The disclosures about the Downing Street plot came hours after an official report was released on last year's Manchester bombing and other terror attacks on the British capital. According to the report undertaken by David Anderson, British security forces had missed opportunities to thwart the Manchester attack. The report confirmed that the ringleader of the London Bridge knifing spree had been under investigation by MI5.
The Anderson report revealed that the Manchester suicide bomber, British-Libyan Salman Abedi, had been flagged for closer scrutiny by the security services and that his bombing of the audience at an Ariana Grande concert in which 22 people died could have been averted "had the cards fallen differently."
He said MI5 investigators had misinterpreted intelligence on Abedi. His case was due to be considered at a meeting scheduled for nine days after his May 2016 attack at the Manchester Arena.

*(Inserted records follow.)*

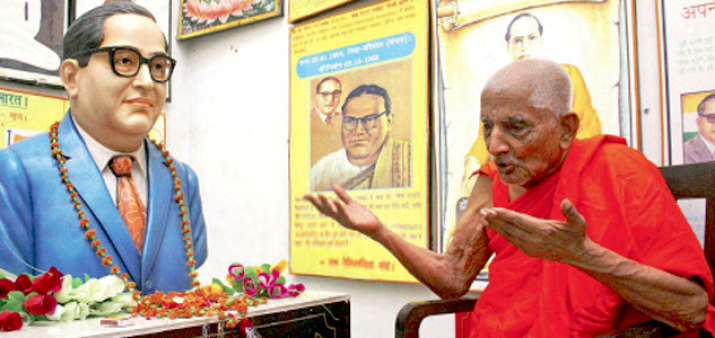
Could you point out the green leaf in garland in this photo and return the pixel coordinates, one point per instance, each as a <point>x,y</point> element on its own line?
<point>15,301</point>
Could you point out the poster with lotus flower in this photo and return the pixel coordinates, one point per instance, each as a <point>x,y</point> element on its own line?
<point>201,17</point>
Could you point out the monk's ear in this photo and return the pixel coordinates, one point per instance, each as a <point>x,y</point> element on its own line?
<point>69,73</point>
<point>569,126</point>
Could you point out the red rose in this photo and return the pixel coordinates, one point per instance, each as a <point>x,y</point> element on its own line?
<point>10,321</point>
<point>41,304</point>
<point>50,281</point>
<point>6,286</point>
<point>23,284</point>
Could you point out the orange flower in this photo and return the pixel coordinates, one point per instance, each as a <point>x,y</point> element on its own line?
<point>101,252</point>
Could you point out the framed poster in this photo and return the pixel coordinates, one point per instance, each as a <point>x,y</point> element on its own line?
<point>688,92</point>
<point>24,114</point>
<point>31,34</point>
<point>592,40</point>
<point>359,95</point>
<point>302,9</point>
<point>201,17</point>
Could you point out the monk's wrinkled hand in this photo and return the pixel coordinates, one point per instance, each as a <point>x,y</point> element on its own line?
<point>346,211</point>
<point>540,238</point>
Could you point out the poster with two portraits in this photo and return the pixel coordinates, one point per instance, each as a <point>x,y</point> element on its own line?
<point>359,102</point>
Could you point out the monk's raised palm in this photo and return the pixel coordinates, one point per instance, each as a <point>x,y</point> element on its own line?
<point>346,211</point>
<point>549,239</point>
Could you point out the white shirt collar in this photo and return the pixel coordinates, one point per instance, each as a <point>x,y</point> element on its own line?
<point>102,154</point>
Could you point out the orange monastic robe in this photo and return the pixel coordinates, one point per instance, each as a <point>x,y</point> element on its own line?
<point>628,209</point>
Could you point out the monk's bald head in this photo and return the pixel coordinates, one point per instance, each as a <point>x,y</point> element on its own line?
<point>538,84</point>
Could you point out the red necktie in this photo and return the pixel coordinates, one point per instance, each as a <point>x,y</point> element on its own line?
<point>129,204</point>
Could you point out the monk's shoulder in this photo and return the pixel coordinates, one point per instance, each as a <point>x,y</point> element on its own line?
<point>622,161</point>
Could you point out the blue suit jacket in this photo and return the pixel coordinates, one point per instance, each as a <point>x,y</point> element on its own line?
<point>39,226</point>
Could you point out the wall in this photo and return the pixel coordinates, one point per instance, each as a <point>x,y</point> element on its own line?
<point>229,118</point>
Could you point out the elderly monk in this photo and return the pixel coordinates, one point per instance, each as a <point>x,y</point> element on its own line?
<point>586,234</point>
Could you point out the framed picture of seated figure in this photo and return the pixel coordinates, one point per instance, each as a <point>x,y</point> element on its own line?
<point>688,93</point>
<point>201,17</point>
<point>31,34</point>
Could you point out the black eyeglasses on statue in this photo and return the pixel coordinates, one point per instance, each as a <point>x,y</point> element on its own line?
<point>126,61</point>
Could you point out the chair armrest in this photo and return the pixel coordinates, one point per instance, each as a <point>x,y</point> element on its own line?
<point>649,329</point>
<point>411,315</point>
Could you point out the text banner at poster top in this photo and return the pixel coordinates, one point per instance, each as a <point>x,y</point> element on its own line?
<point>361,54</point>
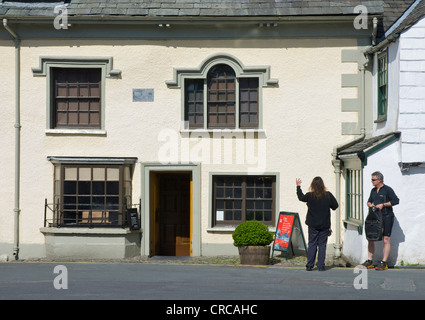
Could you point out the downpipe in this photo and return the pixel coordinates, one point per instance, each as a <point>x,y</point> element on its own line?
<point>17,126</point>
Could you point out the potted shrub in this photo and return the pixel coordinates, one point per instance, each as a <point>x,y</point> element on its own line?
<point>252,239</point>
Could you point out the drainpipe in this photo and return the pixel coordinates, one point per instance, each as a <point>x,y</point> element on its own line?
<point>17,138</point>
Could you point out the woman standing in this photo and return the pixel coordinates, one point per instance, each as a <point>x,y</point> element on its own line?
<point>319,202</point>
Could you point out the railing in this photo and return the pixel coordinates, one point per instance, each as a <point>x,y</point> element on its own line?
<point>55,216</point>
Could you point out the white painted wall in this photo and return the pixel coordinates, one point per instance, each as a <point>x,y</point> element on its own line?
<point>406,113</point>
<point>412,93</point>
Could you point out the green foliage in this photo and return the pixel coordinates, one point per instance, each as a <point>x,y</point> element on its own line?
<point>252,233</point>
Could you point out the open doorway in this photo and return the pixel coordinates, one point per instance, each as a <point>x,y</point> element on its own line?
<point>171,213</point>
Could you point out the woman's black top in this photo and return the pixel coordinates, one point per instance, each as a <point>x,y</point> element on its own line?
<point>319,213</point>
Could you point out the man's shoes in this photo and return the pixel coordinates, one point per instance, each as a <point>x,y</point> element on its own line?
<point>368,264</point>
<point>382,265</point>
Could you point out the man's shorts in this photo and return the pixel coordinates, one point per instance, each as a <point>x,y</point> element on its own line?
<point>388,221</point>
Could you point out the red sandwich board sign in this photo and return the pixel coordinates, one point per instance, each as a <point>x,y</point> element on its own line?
<point>287,224</point>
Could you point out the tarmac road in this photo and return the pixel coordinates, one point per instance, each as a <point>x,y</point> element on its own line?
<point>128,281</point>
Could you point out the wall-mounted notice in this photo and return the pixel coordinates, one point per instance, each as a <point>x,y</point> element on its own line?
<point>142,95</point>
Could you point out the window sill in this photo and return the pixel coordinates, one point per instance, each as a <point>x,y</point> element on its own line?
<point>381,119</point>
<point>228,229</point>
<point>75,132</point>
<point>200,130</point>
<point>85,230</point>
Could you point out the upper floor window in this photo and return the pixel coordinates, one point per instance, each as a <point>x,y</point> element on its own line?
<point>222,94</point>
<point>75,93</point>
<point>382,86</point>
<point>76,98</point>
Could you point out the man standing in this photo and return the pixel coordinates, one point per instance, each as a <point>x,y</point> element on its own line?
<point>383,198</point>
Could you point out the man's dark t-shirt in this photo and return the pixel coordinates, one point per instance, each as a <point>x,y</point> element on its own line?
<point>385,194</point>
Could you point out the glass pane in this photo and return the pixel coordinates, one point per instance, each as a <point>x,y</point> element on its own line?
<point>84,203</point>
<point>70,173</point>
<point>112,188</point>
<point>98,187</point>
<point>98,203</point>
<point>70,187</point>
<point>84,174</point>
<point>84,187</point>
<point>113,174</point>
<point>112,203</point>
<point>99,174</point>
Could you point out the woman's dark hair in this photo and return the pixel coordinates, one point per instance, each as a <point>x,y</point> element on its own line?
<point>317,188</point>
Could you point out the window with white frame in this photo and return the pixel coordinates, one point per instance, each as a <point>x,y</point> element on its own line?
<point>90,193</point>
<point>75,92</point>
<point>354,195</point>
<point>222,94</point>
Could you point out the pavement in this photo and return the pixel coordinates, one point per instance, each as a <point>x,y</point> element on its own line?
<point>202,279</point>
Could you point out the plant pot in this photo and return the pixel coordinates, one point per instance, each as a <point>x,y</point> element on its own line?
<point>254,255</point>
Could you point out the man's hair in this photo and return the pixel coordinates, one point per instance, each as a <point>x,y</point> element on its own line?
<point>378,175</point>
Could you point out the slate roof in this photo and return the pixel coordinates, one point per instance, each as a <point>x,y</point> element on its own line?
<point>186,8</point>
<point>416,14</point>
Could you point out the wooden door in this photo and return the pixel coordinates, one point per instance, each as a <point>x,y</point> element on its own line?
<point>174,214</point>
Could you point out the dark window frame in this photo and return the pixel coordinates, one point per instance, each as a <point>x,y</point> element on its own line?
<point>112,212</point>
<point>242,200</point>
<point>382,72</point>
<point>241,100</point>
<point>76,104</point>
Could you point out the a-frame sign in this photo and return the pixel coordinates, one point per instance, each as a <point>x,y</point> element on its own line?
<point>288,224</point>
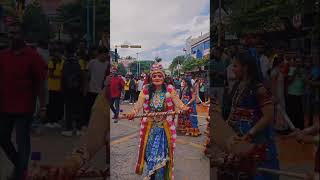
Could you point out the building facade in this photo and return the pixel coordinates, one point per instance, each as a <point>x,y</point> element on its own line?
<point>198,47</point>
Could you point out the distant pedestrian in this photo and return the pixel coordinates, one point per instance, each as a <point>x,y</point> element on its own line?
<point>96,70</point>
<point>132,90</point>
<point>72,87</point>
<point>116,87</point>
<point>56,102</point>
<point>22,76</point>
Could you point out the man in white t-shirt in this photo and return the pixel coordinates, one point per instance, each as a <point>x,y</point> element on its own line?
<point>140,86</point>
<point>96,72</point>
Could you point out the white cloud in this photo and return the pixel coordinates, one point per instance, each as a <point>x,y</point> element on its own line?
<point>160,26</point>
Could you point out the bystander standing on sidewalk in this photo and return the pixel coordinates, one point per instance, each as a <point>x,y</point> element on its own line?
<point>96,70</point>
<point>22,76</point>
<point>116,87</point>
<point>56,103</point>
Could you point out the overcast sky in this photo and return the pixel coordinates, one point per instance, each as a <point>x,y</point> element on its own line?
<point>160,26</point>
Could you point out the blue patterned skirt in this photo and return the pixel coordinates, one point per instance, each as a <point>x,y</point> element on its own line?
<point>157,151</point>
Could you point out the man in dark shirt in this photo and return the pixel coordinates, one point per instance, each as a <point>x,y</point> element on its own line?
<point>22,76</point>
<point>217,74</point>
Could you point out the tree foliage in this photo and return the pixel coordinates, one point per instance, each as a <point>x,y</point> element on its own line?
<point>121,69</point>
<point>270,15</point>
<point>36,24</point>
<point>73,16</point>
<point>193,64</point>
<point>8,7</point>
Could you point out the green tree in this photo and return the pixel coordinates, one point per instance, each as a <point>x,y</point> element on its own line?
<point>194,64</point>
<point>73,16</point>
<point>121,69</point>
<point>36,24</point>
<point>260,16</point>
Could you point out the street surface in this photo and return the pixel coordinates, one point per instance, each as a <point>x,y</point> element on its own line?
<point>189,160</point>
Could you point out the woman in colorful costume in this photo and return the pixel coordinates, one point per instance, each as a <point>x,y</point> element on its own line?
<point>207,132</point>
<point>157,134</point>
<point>188,124</point>
<point>251,117</point>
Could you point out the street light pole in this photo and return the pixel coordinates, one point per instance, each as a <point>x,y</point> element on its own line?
<point>137,64</point>
<point>88,24</point>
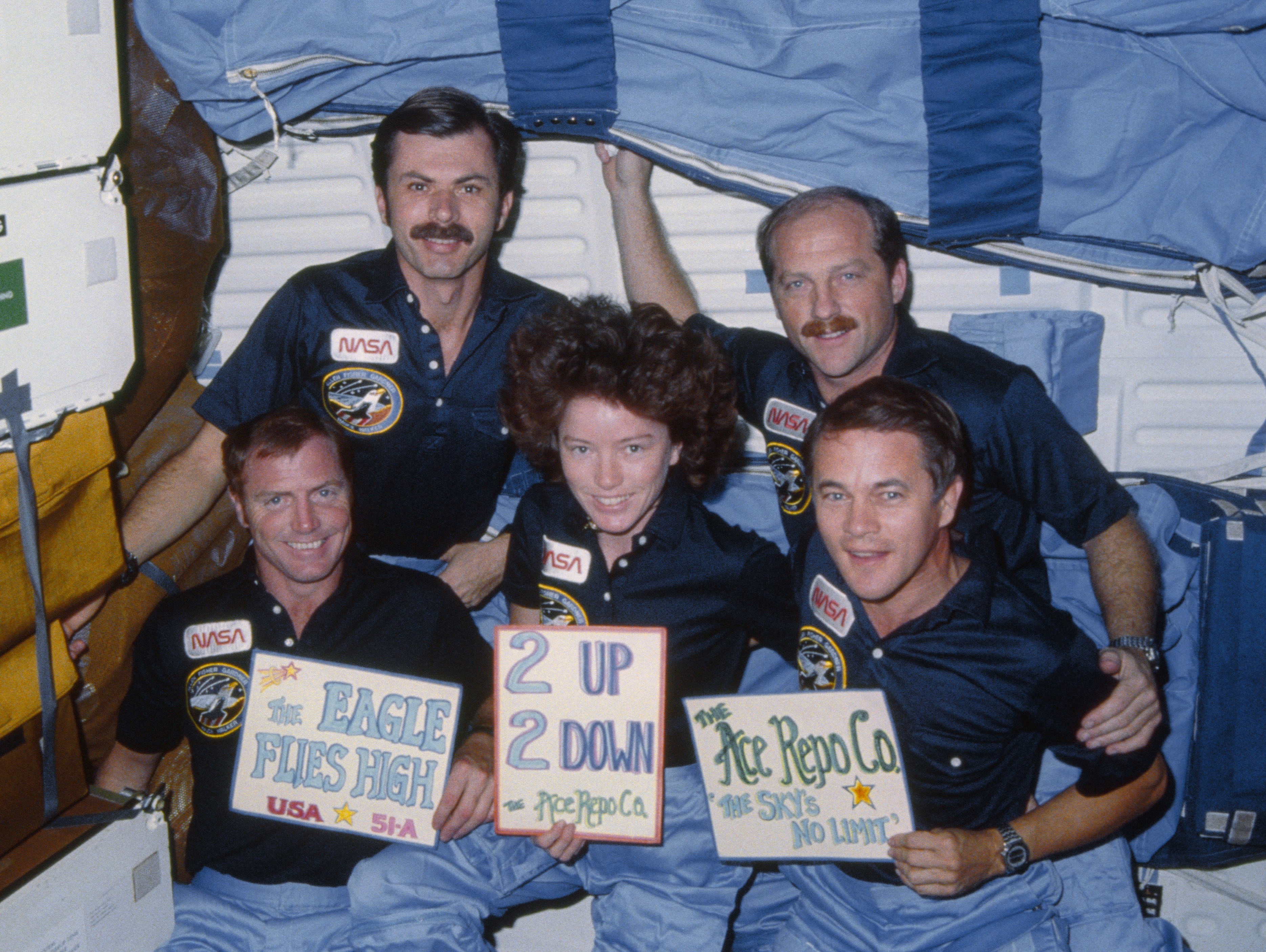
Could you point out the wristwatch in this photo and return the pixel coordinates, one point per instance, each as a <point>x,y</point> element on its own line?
<point>1145,645</point>
<point>1014,850</point>
<point>131,570</point>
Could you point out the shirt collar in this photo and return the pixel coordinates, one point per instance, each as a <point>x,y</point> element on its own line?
<point>972,596</point>
<point>911,352</point>
<point>501,286</point>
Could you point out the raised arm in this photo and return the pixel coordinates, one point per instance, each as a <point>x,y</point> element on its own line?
<point>651,272</point>
<point>1125,578</point>
<point>947,863</point>
<point>173,499</point>
<point>125,767</point>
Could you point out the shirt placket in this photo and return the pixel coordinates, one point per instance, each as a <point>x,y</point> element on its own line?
<point>282,630</point>
<point>430,368</point>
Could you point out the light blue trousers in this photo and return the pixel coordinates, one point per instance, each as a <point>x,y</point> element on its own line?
<point>217,913</point>
<point>1097,907</point>
<point>677,895</point>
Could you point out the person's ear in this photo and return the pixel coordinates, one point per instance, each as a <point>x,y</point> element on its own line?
<point>949,503</point>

But Anderson, a former terrorism law reviewer asked by the government to review the recent spate of terror attacks, concluded there is "no cause for despair." Most terror plots continued to be foiled before they are launched, he said.
Downing Street security
Downing Street is heavily protected by fortified gates and armed police officers. Analysts say the chances of the men gaining entrance to the prime minister's residence would have been remote.
Stringent protective measures were first put in place in the 1970s, and were tightened during the 1980s when Irish republicans launched attacks on the British mainland.
In 1991, the IRA managed to breach security, launching a homemade mortar bomb attack on Number 10. The mortars fell in the garden, but the explosions prompted officials and ministers to dive for cover.
The nearest the IRA got to killing a British prime minister was in 1984 when they targeted the hotel Margaret Thatcher and top officials were staying in for that year's annual Conservative party conference in Brighton on Britain's south coast. Thatcher was uninjured, but several ministers were seriously wounded in the bombing.